[Biodevelopers] XML for huge DB?

Dan Bolser dmb at mrc-dunn.cam.ac.uk
Thu Jul 31 18:42:15 EDT 2003


Wow, thanks for the ideas

On 31 Jul 2003, Joseph Landman wrote:

> On Thu, 2003-07-31 at 12:26, Dan Bolser wrote:
> > No, the problem is that a big results file can grab 50% of the 4GB
> > memory on the system. When I run 4 processes (and a file of this
> > size takes about 1 hour to process with XML::Simple) then as soon
> > as more that one process encounters a big file I am skuppered.
> 
> Have a look at XML::Twig
> 
> "XML::Twig - A perl module for processing huge XML documents in tree
> mode."
> 
> http://search.cpan.org/author/MIROD/XML-Twig-3.10/Twig.pm


Cheers, I will have a look. 


> > I am looking for a memory lite way of parsing the blast results
> > files from XML, I.E. one HST at a time with a print event
> > for each, rather than whole file at a time processing from
> > XML::Simple....
> 
> You might also look at Bioperl to handle this.  They have a neat
> interface to exactly this.

Yup, I saw a neat interface with optional 'html plugins' which is 
exactly the kind of thing that I love. 

I would like to see an integrated bioinformatics database based 
around this principal of data / display independance. 

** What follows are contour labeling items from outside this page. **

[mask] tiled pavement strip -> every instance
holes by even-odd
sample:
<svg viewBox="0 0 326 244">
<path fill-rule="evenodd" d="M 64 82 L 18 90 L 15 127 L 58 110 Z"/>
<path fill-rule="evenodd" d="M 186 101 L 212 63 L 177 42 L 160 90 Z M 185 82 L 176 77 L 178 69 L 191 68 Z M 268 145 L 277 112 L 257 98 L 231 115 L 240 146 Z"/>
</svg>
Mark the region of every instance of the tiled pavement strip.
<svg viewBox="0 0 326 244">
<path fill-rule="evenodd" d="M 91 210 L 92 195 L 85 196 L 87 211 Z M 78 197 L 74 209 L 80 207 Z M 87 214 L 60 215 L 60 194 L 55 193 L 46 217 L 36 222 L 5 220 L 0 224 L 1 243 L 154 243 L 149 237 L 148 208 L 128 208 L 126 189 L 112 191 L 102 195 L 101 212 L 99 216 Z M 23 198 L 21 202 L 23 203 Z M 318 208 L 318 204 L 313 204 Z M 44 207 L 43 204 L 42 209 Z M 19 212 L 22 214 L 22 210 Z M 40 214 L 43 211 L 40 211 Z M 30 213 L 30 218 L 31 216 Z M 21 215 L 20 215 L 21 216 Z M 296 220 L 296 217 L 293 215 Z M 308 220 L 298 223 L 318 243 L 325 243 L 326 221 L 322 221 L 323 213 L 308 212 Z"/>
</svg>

Once you derive complex enough queries, analysis becomes essential, 
we use custom software and (maby) eventually implement our findings
back into a web page. I would love to see a seemless approach to 
this whole buisness, with a 'modular' but integrated datbase with
web-api access and plugable 'display/analysis' modules. 

How much of your day to day 'research' is actually data integration?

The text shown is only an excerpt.